22/04/2020 11:14

Oilwarch Latinoamérica¹

No dia da Terra, 22 de abril, a Covid-19 se alastra como pandemia. Por todo o planeta, ameaça seus povos, adoece cidades, infecta milhões de comunidades e famílias, leva a óbito centenas de milhares de pessoas.

Antes mais concentrado na China, Europa e nos EUA, o vírus se expandiu na velocidade e nos caminhos dos negócios, atingindo em dois meses boa parte do Sul global: África, Ásia e América Latina.

Como pandemia, o vírus cruzou os oceanos, aterrissou em aeroportos, desembarcou em terminais portuários, viajou por rodovias e ferrovias.
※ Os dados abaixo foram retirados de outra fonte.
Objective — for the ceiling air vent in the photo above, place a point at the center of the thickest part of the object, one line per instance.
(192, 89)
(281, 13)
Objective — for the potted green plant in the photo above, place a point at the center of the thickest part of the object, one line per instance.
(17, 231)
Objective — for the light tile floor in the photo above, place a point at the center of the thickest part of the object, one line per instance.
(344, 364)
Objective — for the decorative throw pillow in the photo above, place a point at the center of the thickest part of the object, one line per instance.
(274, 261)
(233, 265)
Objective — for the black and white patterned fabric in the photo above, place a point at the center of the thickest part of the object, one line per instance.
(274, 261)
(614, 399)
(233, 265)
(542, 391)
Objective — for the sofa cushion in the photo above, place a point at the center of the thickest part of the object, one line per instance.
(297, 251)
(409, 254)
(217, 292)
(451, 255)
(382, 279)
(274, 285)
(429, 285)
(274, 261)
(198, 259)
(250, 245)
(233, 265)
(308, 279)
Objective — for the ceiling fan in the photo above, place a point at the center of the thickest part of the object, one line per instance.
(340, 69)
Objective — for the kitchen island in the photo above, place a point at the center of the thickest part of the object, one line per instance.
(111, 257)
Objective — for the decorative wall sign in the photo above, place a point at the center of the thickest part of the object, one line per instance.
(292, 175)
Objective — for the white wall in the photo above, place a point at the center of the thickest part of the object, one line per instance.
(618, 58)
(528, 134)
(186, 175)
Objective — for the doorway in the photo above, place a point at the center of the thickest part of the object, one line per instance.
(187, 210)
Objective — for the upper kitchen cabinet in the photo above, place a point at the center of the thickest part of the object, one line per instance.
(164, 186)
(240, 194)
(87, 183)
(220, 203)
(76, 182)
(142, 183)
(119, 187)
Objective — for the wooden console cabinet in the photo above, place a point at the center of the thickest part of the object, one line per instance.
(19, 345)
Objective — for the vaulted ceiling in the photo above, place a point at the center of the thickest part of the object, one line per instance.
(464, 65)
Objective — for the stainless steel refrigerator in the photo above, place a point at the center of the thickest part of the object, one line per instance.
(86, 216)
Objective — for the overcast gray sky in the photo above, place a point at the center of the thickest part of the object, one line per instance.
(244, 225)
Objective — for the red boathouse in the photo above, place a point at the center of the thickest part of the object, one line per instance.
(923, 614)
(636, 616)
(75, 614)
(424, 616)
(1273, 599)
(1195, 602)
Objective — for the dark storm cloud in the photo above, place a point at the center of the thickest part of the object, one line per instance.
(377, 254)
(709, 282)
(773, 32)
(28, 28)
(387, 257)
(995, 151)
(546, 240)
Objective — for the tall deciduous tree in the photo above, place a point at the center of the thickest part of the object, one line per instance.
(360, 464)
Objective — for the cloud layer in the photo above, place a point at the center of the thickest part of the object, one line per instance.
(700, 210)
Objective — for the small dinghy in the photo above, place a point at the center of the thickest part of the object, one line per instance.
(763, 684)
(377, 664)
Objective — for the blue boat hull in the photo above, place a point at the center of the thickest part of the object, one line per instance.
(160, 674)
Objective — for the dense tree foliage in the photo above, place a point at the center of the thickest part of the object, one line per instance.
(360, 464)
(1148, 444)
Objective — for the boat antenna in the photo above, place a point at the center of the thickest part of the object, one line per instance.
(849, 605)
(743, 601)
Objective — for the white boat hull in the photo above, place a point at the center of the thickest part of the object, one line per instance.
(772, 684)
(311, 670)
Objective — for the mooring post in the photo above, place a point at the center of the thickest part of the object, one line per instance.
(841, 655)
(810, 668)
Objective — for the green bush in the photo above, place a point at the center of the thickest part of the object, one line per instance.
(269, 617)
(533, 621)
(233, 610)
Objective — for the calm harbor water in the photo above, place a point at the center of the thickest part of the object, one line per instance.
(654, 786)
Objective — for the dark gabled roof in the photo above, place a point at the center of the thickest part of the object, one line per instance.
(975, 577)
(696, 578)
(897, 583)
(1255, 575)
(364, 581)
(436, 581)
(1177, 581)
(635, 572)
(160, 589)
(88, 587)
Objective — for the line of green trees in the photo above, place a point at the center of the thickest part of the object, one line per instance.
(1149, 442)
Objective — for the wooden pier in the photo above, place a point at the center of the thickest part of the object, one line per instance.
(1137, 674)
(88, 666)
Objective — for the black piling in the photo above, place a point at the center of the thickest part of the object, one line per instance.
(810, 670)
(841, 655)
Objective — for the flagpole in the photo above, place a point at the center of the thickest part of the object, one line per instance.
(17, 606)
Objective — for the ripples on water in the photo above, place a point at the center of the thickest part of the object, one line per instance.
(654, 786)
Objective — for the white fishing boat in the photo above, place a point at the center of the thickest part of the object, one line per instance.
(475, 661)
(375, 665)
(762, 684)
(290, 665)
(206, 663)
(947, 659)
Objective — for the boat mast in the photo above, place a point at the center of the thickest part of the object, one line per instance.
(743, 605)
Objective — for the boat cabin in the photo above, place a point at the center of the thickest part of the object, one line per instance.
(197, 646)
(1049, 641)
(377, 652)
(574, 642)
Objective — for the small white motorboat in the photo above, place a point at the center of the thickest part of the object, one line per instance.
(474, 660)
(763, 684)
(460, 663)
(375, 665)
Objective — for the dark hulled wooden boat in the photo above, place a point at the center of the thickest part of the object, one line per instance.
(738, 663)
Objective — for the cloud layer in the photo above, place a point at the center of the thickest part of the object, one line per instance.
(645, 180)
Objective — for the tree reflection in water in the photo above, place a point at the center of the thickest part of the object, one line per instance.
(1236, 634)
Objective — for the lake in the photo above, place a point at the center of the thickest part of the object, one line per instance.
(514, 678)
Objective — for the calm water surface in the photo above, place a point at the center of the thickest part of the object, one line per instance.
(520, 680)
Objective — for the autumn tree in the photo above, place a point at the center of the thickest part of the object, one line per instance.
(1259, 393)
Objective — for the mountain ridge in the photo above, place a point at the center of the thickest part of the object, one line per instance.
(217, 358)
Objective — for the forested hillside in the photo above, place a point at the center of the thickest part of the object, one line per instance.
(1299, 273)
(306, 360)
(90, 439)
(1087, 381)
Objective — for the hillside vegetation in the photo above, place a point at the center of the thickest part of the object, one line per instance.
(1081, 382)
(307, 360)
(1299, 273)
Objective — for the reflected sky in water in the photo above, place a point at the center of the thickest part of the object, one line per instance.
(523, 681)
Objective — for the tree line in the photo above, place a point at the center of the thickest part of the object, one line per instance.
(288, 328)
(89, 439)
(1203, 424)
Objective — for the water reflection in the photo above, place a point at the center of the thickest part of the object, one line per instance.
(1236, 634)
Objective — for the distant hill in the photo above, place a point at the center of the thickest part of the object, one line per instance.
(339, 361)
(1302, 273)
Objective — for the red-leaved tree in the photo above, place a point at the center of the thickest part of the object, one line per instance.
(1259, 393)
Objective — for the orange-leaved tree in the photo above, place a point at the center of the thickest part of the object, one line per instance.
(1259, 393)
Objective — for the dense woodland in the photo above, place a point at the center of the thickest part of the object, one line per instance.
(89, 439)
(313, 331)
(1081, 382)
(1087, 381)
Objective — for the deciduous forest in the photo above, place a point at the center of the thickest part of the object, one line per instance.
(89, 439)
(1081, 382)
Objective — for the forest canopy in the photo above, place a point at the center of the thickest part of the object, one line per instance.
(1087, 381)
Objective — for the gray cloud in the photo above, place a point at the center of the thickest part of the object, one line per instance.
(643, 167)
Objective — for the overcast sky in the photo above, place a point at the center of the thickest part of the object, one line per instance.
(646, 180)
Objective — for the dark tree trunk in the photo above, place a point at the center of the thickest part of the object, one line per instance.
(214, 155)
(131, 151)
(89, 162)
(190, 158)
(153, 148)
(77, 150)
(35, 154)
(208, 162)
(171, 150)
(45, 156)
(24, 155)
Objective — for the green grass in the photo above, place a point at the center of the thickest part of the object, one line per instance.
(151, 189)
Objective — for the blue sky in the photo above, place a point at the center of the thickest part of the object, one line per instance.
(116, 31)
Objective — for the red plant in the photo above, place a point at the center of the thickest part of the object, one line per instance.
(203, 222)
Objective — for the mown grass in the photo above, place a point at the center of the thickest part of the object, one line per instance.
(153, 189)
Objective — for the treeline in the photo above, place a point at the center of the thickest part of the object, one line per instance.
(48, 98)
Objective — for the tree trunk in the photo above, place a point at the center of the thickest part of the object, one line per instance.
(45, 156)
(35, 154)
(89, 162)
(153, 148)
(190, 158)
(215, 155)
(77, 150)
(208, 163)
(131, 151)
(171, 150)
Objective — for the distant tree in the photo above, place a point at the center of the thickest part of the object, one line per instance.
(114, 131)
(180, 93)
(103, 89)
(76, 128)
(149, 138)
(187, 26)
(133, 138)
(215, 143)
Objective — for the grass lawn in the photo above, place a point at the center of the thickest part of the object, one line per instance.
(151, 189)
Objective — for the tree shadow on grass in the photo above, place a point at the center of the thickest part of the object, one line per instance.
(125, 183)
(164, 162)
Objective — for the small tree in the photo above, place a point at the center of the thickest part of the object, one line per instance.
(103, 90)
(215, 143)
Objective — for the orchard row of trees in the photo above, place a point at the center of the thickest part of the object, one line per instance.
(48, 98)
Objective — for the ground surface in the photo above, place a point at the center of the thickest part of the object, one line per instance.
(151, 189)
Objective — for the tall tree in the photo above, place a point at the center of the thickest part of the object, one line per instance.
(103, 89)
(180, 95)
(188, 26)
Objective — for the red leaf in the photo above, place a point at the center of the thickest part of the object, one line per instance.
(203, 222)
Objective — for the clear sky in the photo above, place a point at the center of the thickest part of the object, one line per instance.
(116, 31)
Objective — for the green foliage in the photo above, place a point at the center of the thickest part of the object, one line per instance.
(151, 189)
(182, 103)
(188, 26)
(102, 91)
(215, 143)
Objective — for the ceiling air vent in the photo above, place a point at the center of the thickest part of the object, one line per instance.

Agora se expande em direção às periferias urbanas mais empobrecidas e já atinge comunidades de povos tradicionais: camponesas, afroquilombolas, pescadores e pescadoras artesanais, povos indígenas em situação de isolamento. Uma tragédia.

A origem e a expansão pandêmica do novo coronavírus está diretamente associada à destruição da Terra: à devastação de suas florestas e substituição por monoculturas de árvores, à destruição de seus ecossistemas, solos e fontes de água, pela mineração e pela expansão petroleira, à extinção de suas espécies e introdução de organismos geneticamente modificados, à contaminação de seus rios e mares por agroquímicos e plásticos, e ao colapso do clima pela extração e queima de combustíveis fósseis. 

O capitalismo e sua civilização petroleira, por caminhos suicidas, explora os recursos, destrói os vínculos e esgota os sentidos da Terra. Não permite alternativas. Por um lado, desdenha das tecnologias e apaga a memória dos povos ancestrais, que sempre souberam cuidar e zelar a Terra. Por outro lado, inviabilizam o debate significativo do futuro, as alternativas de transição e os modos de vida em paz com o planeta.   

A pandemia da Covid19 reflete o dia Terra em 2020, que grita pelo fim da civilização petroleira, socialmente injusta e genocida, ambientalmente irresponsável e economicamente inviável. O desenvolvimento capitalista e seus modos de vida e produção petrodependentes, não garantem nenhuma proteção frente às pandemias, que serão cada vez mais frequentes, com novas viroses como o coronavírus, a gripe aviária e suína, e ainda novas bactérias e vírus que estão congeladas no subsolo da Terra há centenas de milhões de anos e que poderiam se libertar com o desgelo devido ao aquecimento global.

Para enfrentar essa pandemia, está claro que são necessários Estados democráticos, que garantam e aprofundem direitos, investimentos maciços em políticas públicas de saúde e soberania e segurança alimentar, renda mínima para os mais vulnerabillizados, alternativas de transição energética desde os povos, proteção dos territórios coletivos e valorização dos saberes tradicionais e respeito aos Direitos da Natureza. É necessário uma trégua com a Terra. Enquanto a saúde da Terra estiver ameaçada, também a saúde das pessoas estará sob risco.  É insano aprofundar a civilização petroleira e sua guerra contra a ela. A cura, ao contrário, vem do cuidado com a Terra e com as pessoas.

Com a Covid19 e as necessárias políticas de isolamento físico, a civilização petroleira agoniza. Com a queda brusca do consumo de petróleo e derivados, pela primeira vez na história, o preço do barril fechou o dia 20 de Abril negativo em U$37,63, em uma queda livre de 289,4%, no mercado futuro dos EUA. Os tanques, terminais e navios estão no limite de suas capacidades de armazenamento.  A indústria petroleira internacional planeja redução de mais de 20% da produção. A Terra obtém uma curta trégua, mas segue gritando que se detenha a extração e por uma desintoxicação da petrodependência. Não faz mais sentido extrair mais petróleo para fazer girar a velha roda, em seu círculo viciado e decadente.

Diante da mortandade da Covid19, a Terra também silencia. Desde seu abrigo, nos indica os caminhos de saúde. Plena de paz, nos abre os sentidos da transição para sociedades emancipadas dos combustíveis fósseis.

Em 22 de Abril de 2020, no Dia da Terra, nos despedimos dos mortos e deixamos ecoar seu grito entre os vivos: “Lugar de petróleo é no subsolo!”

[1] A FASE é membro da rede Oilwatch Latinoamérica e atua no Brasil pela Campanha Nem Um Poço a Mais.